Hackers Guide 6.0: Faster Than a Speeding Bullet

Hackers Guide to Visual FoxPro 6.0

Faster Than a Speeding Bullet

Speed is where it's at. No client is going to pay you to make his app run slower. Fox Software's initial claim to fame was that FoxBASE (and later, FoxBASE+ and FoxPro) ran faster than its competitors. Fox's reputation for speed was well deserved. However, the speed gain has never been automatic. You have to do things right to make your code "run like the Fox."

The Rushmore optimization technology introduced in FoxPro 2.0 is based on indexes. Rushmore examines index files to determine which records meet the conditions for a particular command. So, in order to make things fast, it's important to create the right indexes and to write code that takes advantage of those indexes. The difference between the lightning-fast code your client uses to make crucial strategic decisions and the plodding code his competition uses might differ by no more than an operator or two, so listen up!

There are also some other tricks, not related to Rushmore, that can speed up your applications considerably. This section discusses both Rushmore and non-Rushmore optimization techniques.

Scared by a Mountain in South Dakota?

Fox Software always claimed that Rushmore was named after Dr. Fulton and the development team watched Hitchcock's North by Northwest. But we have no doubt the name caught on due to the phrase "rush" embedded in it. In fact, some of the FoxPro documentation and advertising used the phrase "RUSH me some MORE records."

As we mentioned above, the key to getting the most from Rushmore is to create the right indexes and take advantage of them. So how do you know which are the right indexes, and how do you take advantage of them?

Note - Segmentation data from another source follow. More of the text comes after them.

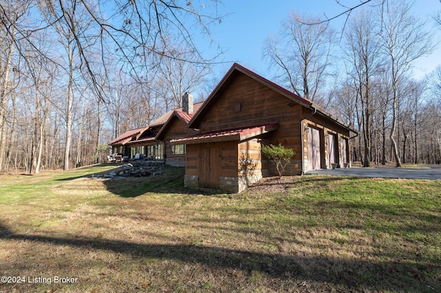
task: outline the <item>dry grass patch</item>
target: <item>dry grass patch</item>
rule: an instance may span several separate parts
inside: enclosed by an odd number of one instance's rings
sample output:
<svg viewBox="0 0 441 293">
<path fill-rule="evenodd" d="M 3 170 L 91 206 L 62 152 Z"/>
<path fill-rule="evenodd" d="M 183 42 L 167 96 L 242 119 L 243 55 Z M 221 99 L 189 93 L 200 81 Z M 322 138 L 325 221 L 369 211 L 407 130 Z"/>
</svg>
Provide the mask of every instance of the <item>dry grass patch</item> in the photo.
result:
<svg viewBox="0 0 441 293">
<path fill-rule="evenodd" d="M 0 291 L 441 290 L 439 181 L 269 178 L 227 195 L 184 189 L 179 168 L 83 174 L 3 177 L 2 274 L 77 280 Z"/>
</svg>

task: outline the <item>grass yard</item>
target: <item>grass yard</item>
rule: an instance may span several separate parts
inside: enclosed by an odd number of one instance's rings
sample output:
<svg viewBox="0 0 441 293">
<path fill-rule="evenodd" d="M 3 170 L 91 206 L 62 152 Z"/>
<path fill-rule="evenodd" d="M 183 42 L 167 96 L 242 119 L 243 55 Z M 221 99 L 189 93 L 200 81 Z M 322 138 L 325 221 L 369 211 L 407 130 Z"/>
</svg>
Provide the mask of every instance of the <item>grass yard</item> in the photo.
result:
<svg viewBox="0 0 441 293">
<path fill-rule="evenodd" d="M 87 176 L 110 168 L 0 175 L 0 292 L 441 292 L 440 180 Z"/>
</svg>

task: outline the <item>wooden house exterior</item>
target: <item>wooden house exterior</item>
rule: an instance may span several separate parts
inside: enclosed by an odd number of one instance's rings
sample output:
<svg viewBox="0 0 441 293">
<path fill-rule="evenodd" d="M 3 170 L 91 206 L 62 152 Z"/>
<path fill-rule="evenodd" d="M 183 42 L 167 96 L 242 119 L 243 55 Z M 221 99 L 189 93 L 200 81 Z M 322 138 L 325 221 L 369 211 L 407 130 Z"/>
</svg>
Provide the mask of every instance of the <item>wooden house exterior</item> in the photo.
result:
<svg viewBox="0 0 441 293">
<path fill-rule="evenodd" d="M 183 106 L 114 140 L 114 147 L 123 144 L 131 153 L 143 151 L 147 158 L 185 166 L 186 186 L 232 193 L 278 175 L 262 154 L 264 144 L 294 149 L 287 175 L 350 166 L 354 130 L 238 64 L 205 102 L 193 104 L 186 95 Z"/>
<path fill-rule="evenodd" d="M 171 146 L 169 142 L 172 138 L 195 134 L 187 124 L 202 104 L 194 104 L 193 96 L 185 93 L 182 107 L 169 111 L 147 127 L 129 130 L 110 142 L 112 153 L 123 153 L 127 158 L 140 153 L 147 160 L 183 166 L 185 146 Z"/>
<path fill-rule="evenodd" d="M 346 166 L 351 129 L 304 99 L 235 64 L 188 123 L 199 133 L 170 141 L 186 145 L 185 184 L 238 193 L 276 175 L 262 144 L 293 149 L 285 172 Z"/>
</svg>

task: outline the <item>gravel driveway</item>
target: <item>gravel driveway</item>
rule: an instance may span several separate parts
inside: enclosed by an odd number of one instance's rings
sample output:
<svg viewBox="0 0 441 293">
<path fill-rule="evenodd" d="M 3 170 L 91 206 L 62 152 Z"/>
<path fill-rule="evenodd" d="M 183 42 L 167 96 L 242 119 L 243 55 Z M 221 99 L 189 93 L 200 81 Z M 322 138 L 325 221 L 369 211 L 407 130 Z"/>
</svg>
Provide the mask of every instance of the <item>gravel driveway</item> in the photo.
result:
<svg viewBox="0 0 441 293">
<path fill-rule="evenodd" d="M 418 165 L 411 167 L 378 167 L 315 170 L 307 174 L 336 175 L 350 177 L 441 180 L 441 165 Z"/>
</svg>

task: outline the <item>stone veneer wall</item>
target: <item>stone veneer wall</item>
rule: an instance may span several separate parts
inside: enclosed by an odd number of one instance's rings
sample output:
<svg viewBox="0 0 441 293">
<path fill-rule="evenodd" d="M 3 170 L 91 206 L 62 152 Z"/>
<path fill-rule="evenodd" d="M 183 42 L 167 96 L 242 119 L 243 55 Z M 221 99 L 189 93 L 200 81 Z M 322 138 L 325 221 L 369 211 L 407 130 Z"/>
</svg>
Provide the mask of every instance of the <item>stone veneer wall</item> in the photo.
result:
<svg viewBox="0 0 441 293">
<path fill-rule="evenodd" d="M 220 176 L 219 177 L 219 188 L 232 193 L 239 193 L 261 179 L 261 175 L 254 175 L 247 177 Z"/>
<path fill-rule="evenodd" d="M 199 185 L 199 176 L 197 175 L 185 175 L 184 177 L 184 186 L 197 188 Z"/>
<path fill-rule="evenodd" d="M 291 162 L 287 166 L 283 173 L 284 176 L 295 176 L 300 175 L 302 173 L 302 164 L 304 164 L 305 160 L 291 160 Z M 307 166 L 308 161 L 306 160 L 306 166 Z M 305 167 L 305 165 L 304 165 Z M 276 169 L 276 165 L 272 162 L 269 162 L 269 175 L 270 176 L 278 176 L 278 172 Z"/>
</svg>

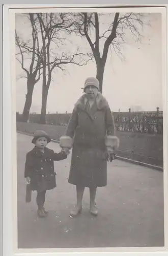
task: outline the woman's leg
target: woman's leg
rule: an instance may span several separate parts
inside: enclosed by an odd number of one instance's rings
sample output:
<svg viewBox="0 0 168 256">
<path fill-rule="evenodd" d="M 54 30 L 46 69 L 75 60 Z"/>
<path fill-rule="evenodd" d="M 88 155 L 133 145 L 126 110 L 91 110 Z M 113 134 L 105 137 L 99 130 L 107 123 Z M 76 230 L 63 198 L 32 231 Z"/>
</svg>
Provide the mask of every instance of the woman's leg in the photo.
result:
<svg viewBox="0 0 168 256">
<path fill-rule="evenodd" d="M 85 187 L 76 186 L 76 204 L 74 208 L 71 211 L 70 215 L 72 216 L 75 216 L 81 212 L 84 190 Z"/>
<path fill-rule="evenodd" d="M 76 186 L 76 201 L 77 206 L 80 208 L 82 206 L 82 201 L 85 190 L 85 187 Z"/>
<path fill-rule="evenodd" d="M 91 187 L 89 188 L 89 189 L 90 197 L 90 212 L 92 215 L 96 216 L 98 214 L 95 203 L 97 187 Z"/>
</svg>

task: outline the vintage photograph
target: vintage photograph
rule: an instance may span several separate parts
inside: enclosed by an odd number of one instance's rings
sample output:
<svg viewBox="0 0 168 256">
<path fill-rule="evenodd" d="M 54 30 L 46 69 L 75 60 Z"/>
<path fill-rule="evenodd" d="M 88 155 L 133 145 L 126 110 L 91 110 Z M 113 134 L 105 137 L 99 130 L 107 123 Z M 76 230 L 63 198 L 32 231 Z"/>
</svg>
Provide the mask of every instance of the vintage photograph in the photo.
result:
<svg viewBox="0 0 168 256">
<path fill-rule="evenodd" d="M 162 13 L 133 9 L 15 12 L 19 249 L 164 246 Z"/>
</svg>

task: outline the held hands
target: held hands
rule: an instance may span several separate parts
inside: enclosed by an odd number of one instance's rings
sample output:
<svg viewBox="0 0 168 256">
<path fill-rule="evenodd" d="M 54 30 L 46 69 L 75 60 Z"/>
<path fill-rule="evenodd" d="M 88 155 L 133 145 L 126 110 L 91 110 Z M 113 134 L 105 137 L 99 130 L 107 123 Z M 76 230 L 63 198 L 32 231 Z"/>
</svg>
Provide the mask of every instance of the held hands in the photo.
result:
<svg viewBox="0 0 168 256">
<path fill-rule="evenodd" d="M 27 182 L 27 183 L 29 184 L 30 183 L 30 181 L 31 181 L 31 178 L 30 177 L 27 177 L 26 178 L 26 182 Z"/>
<path fill-rule="evenodd" d="M 70 153 L 70 151 L 68 147 L 63 147 L 62 150 L 61 150 L 61 153 L 62 154 L 63 154 L 64 155 L 66 155 L 66 156 L 68 156 L 68 155 Z"/>
<path fill-rule="evenodd" d="M 109 161 L 110 162 L 112 162 L 113 160 L 115 160 L 115 154 L 113 148 L 112 148 L 111 147 L 106 147 L 106 157 L 107 162 L 108 162 L 108 161 Z"/>
</svg>

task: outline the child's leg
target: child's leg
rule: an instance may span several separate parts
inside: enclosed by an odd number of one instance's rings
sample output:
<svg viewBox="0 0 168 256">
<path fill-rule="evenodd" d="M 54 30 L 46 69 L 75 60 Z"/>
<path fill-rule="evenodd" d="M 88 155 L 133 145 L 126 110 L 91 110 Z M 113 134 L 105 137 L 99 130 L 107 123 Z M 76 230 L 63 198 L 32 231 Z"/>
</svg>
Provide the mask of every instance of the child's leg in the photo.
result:
<svg viewBox="0 0 168 256">
<path fill-rule="evenodd" d="M 43 209 L 45 199 L 46 190 L 41 192 L 37 192 L 36 197 L 36 202 L 38 209 Z"/>
</svg>

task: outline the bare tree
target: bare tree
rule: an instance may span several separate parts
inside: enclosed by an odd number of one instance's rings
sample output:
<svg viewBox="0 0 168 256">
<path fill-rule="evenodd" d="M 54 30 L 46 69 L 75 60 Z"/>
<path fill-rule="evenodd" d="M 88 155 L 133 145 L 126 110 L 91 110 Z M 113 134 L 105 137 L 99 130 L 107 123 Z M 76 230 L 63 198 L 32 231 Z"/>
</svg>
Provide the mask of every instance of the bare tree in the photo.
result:
<svg viewBox="0 0 168 256">
<path fill-rule="evenodd" d="M 35 84 L 40 79 L 41 67 L 41 53 L 39 51 L 39 43 L 34 14 L 30 13 L 27 17 L 30 19 L 32 29 L 30 40 L 24 41 L 15 31 L 15 44 L 18 49 L 18 52 L 16 54 L 16 57 L 25 73 L 25 76 L 23 77 L 27 79 L 27 94 L 25 95 L 22 115 L 22 120 L 23 122 L 27 122 L 29 119 L 33 93 Z M 30 60 L 30 61 L 29 61 Z"/>
<path fill-rule="evenodd" d="M 72 53 L 69 52 L 67 49 L 64 53 L 60 51 L 60 45 L 64 44 L 67 40 L 67 33 L 65 35 L 65 37 L 63 35 L 64 31 L 68 31 L 73 25 L 69 23 L 66 15 L 52 13 L 37 14 L 43 45 L 43 86 L 40 123 L 45 123 L 48 94 L 54 69 L 58 68 L 63 70 L 64 66 L 68 63 L 82 66 L 87 65 L 93 57 L 92 54 L 80 52 L 79 49 Z"/>
<path fill-rule="evenodd" d="M 117 54 L 121 53 L 121 46 L 125 41 L 127 33 L 129 31 L 132 36 L 139 40 L 141 34 L 140 27 L 144 24 L 144 16 L 141 13 L 116 13 L 108 14 L 108 19 L 111 20 L 107 29 L 100 33 L 100 18 L 107 14 L 97 13 L 78 13 L 70 14 L 73 25 L 69 31 L 75 32 L 76 35 L 85 37 L 89 42 L 94 55 L 97 68 L 96 77 L 100 82 L 100 91 L 102 92 L 103 79 L 109 49 L 112 47 Z M 94 37 L 94 38 L 93 38 Z M 102 51 L 100 50 L 100 41 L 103 40 Z"/>
</svg>

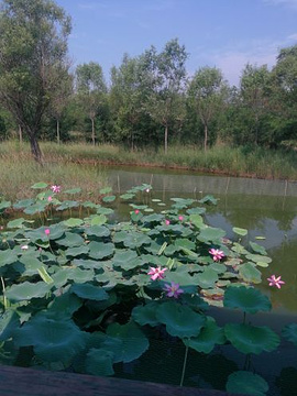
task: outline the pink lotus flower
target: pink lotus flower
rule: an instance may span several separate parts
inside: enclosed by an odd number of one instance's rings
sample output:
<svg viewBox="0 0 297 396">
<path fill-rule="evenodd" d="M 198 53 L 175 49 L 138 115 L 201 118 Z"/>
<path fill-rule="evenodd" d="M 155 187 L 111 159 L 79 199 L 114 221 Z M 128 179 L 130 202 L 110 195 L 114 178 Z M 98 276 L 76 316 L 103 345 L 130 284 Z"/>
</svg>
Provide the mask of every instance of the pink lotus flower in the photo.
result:
<svg viewBox="0 0 297 396">
<path fill-rule="evenodd" d="M 53 186 L 51 187 L 51 190 L 52 190 L 53 193 L 61 193 L 61 186 L 53 185 Z"/>
<path fill-rule="evenodd" d="M 179 288 L 178 284 L 175 284 L 174 282 L 172 282 L 170 285 L 165 285 L 164 286 L 164 290 L 166 292 L 166 296 L 167 297 L 174 297 L 174 298 L 178 298 L 179 295 L 182 293 L 184 293 L 184 290 L 182 288 Z"/>
<path fill-rule="evenodd" d="M 270 286 L 276 286 L 277 288 L 280 288 L 280 285 L 284 285 L 285 282 L 280 280 L 282 276 L 275 277 L 275 275 L 272 275 L 267 280 L 270 282 Z"/>
<path fill-rule="evenodd" d="M 161 267 L 150 267 L 150 272 L 147 273 L 147 275 L 152 275 L 151 279 L 152 280 L 156 280 L 156 279 L 163 279 L 164 278 L 164 273 L 165 271 L 167 271 L 167 268 L 163 268 L 161 270 Z"/>
<path fill-rule="evenodd" d="M 212 248 L 208 252 L 212 255 L 213 261 L 220 261 L 224 257 L 223 251 L 220 251 L 219 249 Z"/>
</svg>

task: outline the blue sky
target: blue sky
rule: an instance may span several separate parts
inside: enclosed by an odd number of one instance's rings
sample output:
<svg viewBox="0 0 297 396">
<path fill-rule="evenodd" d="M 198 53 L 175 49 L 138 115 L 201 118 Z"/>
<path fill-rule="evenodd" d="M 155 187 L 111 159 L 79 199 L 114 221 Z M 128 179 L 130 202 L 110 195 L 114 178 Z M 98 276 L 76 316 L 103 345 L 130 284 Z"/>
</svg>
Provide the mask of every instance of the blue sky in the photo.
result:
<svg viewBox="0 0 297 396">
<path fill-rule="evenodd" d="M 74 66 L 99 63 L 109 80 L 124 53 L 162 51 L 178 38 L 189 54 L 188 74 L 220 68 L 237 85 L 246 65 L 276 62 L 279 48 L 297 44 L 297 0 L 56 0 L 73 18 Z"/>
</svg>

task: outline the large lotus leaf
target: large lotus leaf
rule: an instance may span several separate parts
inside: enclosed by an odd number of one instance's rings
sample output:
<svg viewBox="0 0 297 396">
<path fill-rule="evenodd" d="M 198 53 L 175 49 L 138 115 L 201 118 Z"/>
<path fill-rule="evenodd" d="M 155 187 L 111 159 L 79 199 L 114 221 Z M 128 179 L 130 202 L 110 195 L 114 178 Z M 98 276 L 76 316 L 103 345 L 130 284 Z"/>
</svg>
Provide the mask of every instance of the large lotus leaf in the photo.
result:
<svg viewBox="0 0 297 396">
<path fill-rule="evenodd" d="M 56 208 L 56 210 L 66 210 L 66 209 L 77 208 L 79 204 L 77 201 L 66 200 L 63 201 L 62 205 Z"/>
<path fill-rule="evenodd" d="M 240 265 L 239 275 L 243 280 L 254 284 L 261 283 L 261 272 L 255 267 L 253 263 L 246 263 Z"/>
<path fill-rule="evenodd" d="M 197 239 L 200 242 L 220 242 L 221 238 L 224 235 L 226 231 L 213 227 L 207 227 L 200 231 Z"/>
<path fill-rule="evenodd" d="M 215 319 L 207 317 L 198 337 L 184 340 L 184 343 L 198 352 L 210 353 L 216 344 L 223 344 L 226 341 L 223 329 L 218 327 Z"/>
<path fill-rule="evenodd" d="M 91 226 L 86 229 L 87 235 L 105 238 L 110 235 L 110 230 L 105 226 Z"/>
<path fill-rule="evenodd" d="M 114 244 L 111 242 L 105 243 L 91 241 L 88 246 L 90 250 L 89 256 L 95 260 L 109 257 L 114 252 Z"/>
<path fill-rule="evenodd" d="M 150 324 L 152 327 L 160 324 L 156 319 L 156 309 L 158 304 L 152 301 L 145 306 L 138 306 L 132 310 L 132 318 L 141 326 Z"/>
<path fill-rule="evenodd" d="M 160 305 L 156 318 L 166 324 L 167 332 L 173 337 L 197 337 L 205 324 L 206 318 L 187 306 L 168 301 Z"/>
<path fill-rule="evenodd" d="M 224 334 L 242 353 L 271 352 L 279 344 L 279 337 L 266 326 L 228 323 L 224 326 Z"/>
<path fill-rule="evenodd" d="M 52 285 L 45 282 L 30 283 L 24 282 L 19 285 L 12 285 L 7 289 L 7 297 L 10 301 L 31 300 L 32 298 L 44 297 L 52 288 Z"/>
<path fill-rule="evenodd" d="M 95 286 L 91 284 L 74 284 L 72 285 L 69 292 L 85 299 L 96 301 L 108 299 L 108 294 L 101 286 Z"/>
<path fill-rule="evenodd" d="M 11 250 L 7 249 L 4 251 L 0 251 L 0 267 L 15 263 L 18 261 L 18 251 L 16 249 Z"/>
<path fill-rule="evenodd" d="M 267 254 L 265 248 L 261 246 L 260 244 L 257 243 L 254 243 L 254 242 L 250 242 L 250 245 L 252 248 L 252 250 L 255 252 L 255 253 L 260 253 L 260 254 Z"/>
<path fill-rule="evenodd" d="M 223 306 L 239 308 L 249 314 L 270 311 L 272 309 L 272 304 L 267 296 L 253 287 L 245 286 L 228 287 L 224 293 Z"/>
<path fill-rule="evenodd" d="M 219 279 L 218 273 L 209 267 L 206 267 L 202 273 L 195 274 L 194 277 L 201 288 L 215 287 L 216 282 Z"/>
<path fill-rule="evenodd" d="M 77 248 L 69 248 L 65 251 L 65 255 L 67 257 L 77 257 L 81 254 L 87 254 L 89 252 L 89 248 L 88 246 L 77 246 Z"/>
<path fill-rule="evenodd" d="M 13 310 L 8 310 L 0 316 L 0 341 L 11 338 L 15 328 L 20 326 L 19 316 Z"/>
<path fill-rule="evenodd" d="M 238 371 L 228 377 L 227 392 L 231 394 L 244 394 L 253 396 L 265 396 L 268 392 L 268 384 L 257 374 L 246 371 Z"/>
<path fill-rule="evenodd" d="M 297 323 L 290 323 L 284 327 L 282 336 L 297 346 Z"/>
<path fill-rule="evenodd" d="M 84 223 L 84 221 L 81 219 L 77 219 L 77 218 L 69 218 L 68 220 L 64 221 L 64 224 L 66 227 L 79 227 Z"/>
<path fill-rule="evenodd" d="M 127 324 L 110 324 L 107 336 L 109 337 L 102 343 L 102 349 L 114 353 L 114 363 L 132 362 L 139 359 L 150 345 L 147 338 L 132 321 Z"/>
<path fill-rule="evenodd" d="M 55 320 L 36 316 L 14 332 L 18 346 L 34 348 L 45 362 L 62 362 L 68 366 L 86 345 L 86 334 L 70 320 Z"/>
<path fill-rule="evenodd" d="M 84 244 L 84 238 L 75 232 L 65 232 L 65 237 L 55 241 L 57 244 L 66 248 L 76 248 Z"/>
<path fill-rule="evenodd" d="M 86 356 L 86 373 L 92 375 L 113 375 L 113 353 L 102 349 L 91 348 Z"/>
<path fill-rule="evenodd" d="M 48 304 L 45 316 L 56 320 L 70 319 L 81 305 L 82 301 L 79 297 L 67 292 Z"/>
</svg>

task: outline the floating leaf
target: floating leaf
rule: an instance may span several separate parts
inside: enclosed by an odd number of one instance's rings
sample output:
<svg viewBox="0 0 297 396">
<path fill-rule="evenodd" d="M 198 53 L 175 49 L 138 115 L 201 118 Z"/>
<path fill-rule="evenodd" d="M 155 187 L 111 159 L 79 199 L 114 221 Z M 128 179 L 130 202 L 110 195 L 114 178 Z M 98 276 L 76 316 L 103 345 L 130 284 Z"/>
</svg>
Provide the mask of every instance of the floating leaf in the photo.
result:
<svg viewBox="0 0 297 396">
<path fill-rule="evenodd" d="M 238 308 L 244 312 L 256 314 L 258 311 L 270 311 L 272 304 L 267 296 L 253 287 L 228 287 L 224 293 L 223 306 Z"/>
<path fill-rule="evenodd" d="M 242 353 L 271 352 L 279 345 L 279 337 L 266 326 L 228 323 L 224 326 L 224 334 Z"/>
<path fill-rule="evenodd" d="M 268 388 L 268 384 L 264 378 L 246 371 L 238 371 L 230 374 L 226 385 L 226 389 L 230 394 L 253 396 L 265 396 Z"/>
</svg>

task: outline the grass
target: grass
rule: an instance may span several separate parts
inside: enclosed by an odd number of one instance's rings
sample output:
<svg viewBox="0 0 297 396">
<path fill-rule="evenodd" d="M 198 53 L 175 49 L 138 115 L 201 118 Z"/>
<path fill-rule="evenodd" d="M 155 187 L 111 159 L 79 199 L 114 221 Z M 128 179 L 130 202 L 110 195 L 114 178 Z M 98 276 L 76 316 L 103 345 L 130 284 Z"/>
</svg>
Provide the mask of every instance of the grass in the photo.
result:
<svg viewBox="0 0 297 396">
<path fill-rule="evenodd" d="M 248 176 L 268 179 L 297 180 L 297 153 L 270 151 L 263 147 L 229 147 L 218 145 L 207 153 L 194 146 L 169 146 L 165 155 L 158 150 L 130 152 L 121 146 L 102 144 L 62 144 L 42 142 L 45 165 L 31 160 L 29 144 L 10 141 L 0 144 L 1 191 L 10 199 L 29 197 L 36 182 L 61 184 L 65 188 L 81 187 L 92 200 L 107 185 L 103 170 L 94 164 L 125 164 L 187 168 L 205 173 Z M 86 164 L 87 166 L 80 166 Z M 98 170 L 99 169 L 99 170 Z M 1 193 L 0 191 L 0 193 Z"/>
</svg>

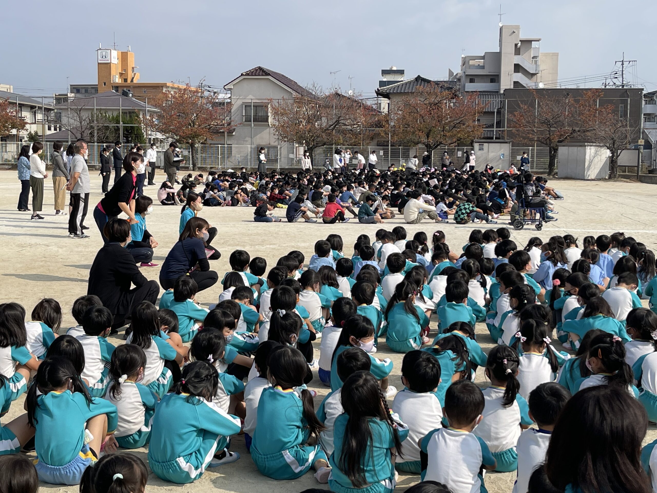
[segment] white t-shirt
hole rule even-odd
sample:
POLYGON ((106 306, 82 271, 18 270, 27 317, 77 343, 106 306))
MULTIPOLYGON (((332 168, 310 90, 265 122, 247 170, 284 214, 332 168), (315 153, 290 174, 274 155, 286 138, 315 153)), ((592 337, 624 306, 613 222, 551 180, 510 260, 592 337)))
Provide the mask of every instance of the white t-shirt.
POLYGON ((564 252, 566 254, 566 259, 568 261, 568 270, 572 270, 573 264, 581 256, 581 248, 571 246, 570 248, 564 250, 564 252))
POLYGON ((338 388, 324 400, 324 412, 327 417, 324 420, 325 429, 319 433, 319 443, 327 456, 333 453, 333 425, 335 419, 344 412, 340 401, 342 390, 342 388, 338 388))
POLYGON ((556 375, 552 371, 550 360, 544 354, 526 352, 520 359, 518 369, 518 381, 520 383, 519 393, 526 400, 530 398, 532 390, 541 383, 553 382, 556 375))
MULTIPOLYGON (((254 365, 255 368, 256 365, 254 365)), ((262 391, 269 387, 267 379, 256 377, 250 380, 244 387, 244 407, 246 417, 244 418, 244 430, 250 436, 253 436, 258 423, 258 403, 260 401, 262 391)))
MULTIPOLYGON (((436 207, 436 208, 438 208, 436 207)), ((484 245, 484 258, 497 258, 497 256, 495 254, 495 247, 497 246, 495 242, 491 243, 486 243, 484 245)), ((530 256, 532 256, 530 255, 530 256)))
POLYGON ((630 340, 625 344, 625 362, 632 366, 644 354, 654 352, 655 344, 649 340, 630 340))
POLYGON ((627 314, 632 310, 632 295, 625 288, 610 288, 601 296, 609 304, 614 318, 617 320, 625 320, 627 317, 627 314))
POLYGON ((322 331, 321 342, 319 343, 319 367, 323 370, 330 371, 331 358, 342 331, 342 327, 334 325, 325 327, 322 331))
POLYGON ((516 401, 508 408, 502 405, 504 388, 488 387, 484 390, 484 411, 481 422, 472 430, 491 452, 508 450, 516 446, 520 436, 520 408, 516 401))
POLYGON ((409 427, 404 440, 404 456, 399 461, 420 460, 418 442, 432 430, 442 427, 443 410, 432 392, 417 392, 404 388, 395 396, 392 411, 409 427))
POLYGON ((533 429, 525 430, 518 439, 518 479, 512 493, 527 493, 530 477, 545 461, 552 434, 533 429))
MULTIPOLYGON (((397 287, 397 285, 403 280, 404 275, 401 272, 390 273, 381 279, 381 289, 383 291, 383 297, 386 298, 386 301, 390 300, 392 295, 395 294, 395 288, 397 287)), ((429 431, 430 431, 429 430, 429 431)))

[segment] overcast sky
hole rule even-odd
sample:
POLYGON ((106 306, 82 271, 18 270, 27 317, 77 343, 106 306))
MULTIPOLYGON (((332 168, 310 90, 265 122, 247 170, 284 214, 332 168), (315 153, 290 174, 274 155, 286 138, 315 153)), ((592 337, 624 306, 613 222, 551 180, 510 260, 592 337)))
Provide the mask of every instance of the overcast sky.
MULTIPOLYGON (((541 51, 559 53, 559 79, 599 78, 637 60, 630 80, 657 89, 654 0, 505 0, 502 20, 541 51)), ((37 0, 3 2, 0 83, 52 95, 95 83, 99 43, 135 52, 143 82, 223 86, 258 65, 302 85, 335 81, 373 95, 394 65, 443 78, 461 55, 497 50, 499 2, 489 0, 37 0), (80 9, 80 6, 82 8, 80 9), (13 19, 14 22, 11 20, 13 19), (10 41, 7 43, 7 41, 10 41)), ((601 81, 593 85, 599 86, 601 81)))

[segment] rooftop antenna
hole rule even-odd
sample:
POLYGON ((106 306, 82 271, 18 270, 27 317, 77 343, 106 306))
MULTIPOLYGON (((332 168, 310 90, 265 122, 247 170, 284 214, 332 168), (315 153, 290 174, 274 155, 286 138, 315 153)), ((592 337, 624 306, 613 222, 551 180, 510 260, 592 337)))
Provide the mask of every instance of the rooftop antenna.
POLYGON ((502 16, 506 14, 506 12, 502 12, 502 4, 499 4, 499 13, 497 15, 499 16, 499 26, 501 28, 502 27, 502 16))
POLYGON ((337 74, 338 72, 342 72, 342 70, 335 70, 334 72, 330 72, 330 74, 333 76, 333 89, 336 89, 335 74, 337 74))

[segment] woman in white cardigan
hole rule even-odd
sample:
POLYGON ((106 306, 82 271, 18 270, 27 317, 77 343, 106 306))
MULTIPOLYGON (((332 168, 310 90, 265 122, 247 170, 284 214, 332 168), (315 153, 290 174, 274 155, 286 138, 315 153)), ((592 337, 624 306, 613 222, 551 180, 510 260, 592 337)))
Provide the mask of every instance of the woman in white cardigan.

Rushmore can optimize the SET FILTER command, and any command involving a FOR clause, as well as SELECT-SQL. The secret (not really a secret—it is documented) is to make the left-hand side of each expression in the filter, FOR or WHERE clause exactly match an existing index tag. For example, to optimize:

SUM OrderTotal FOR state="PA"

you need an index tag for state. If your tag is on UPPER(state), instead, you'd want to write the command as:

SUM OrderTotal FOR UPPER(state)="PA"

Suppose you want to find everyone named Miller in a table of Clients and that you have a tag on UPPER(cLastName+cFirstName) to put folks in alphabetical order. You optimize the BROWSE by writing it as:

BROWSE FOR UPPER(cLastName+cFirstName)="MILLER"

even though you're really interested only in the last name.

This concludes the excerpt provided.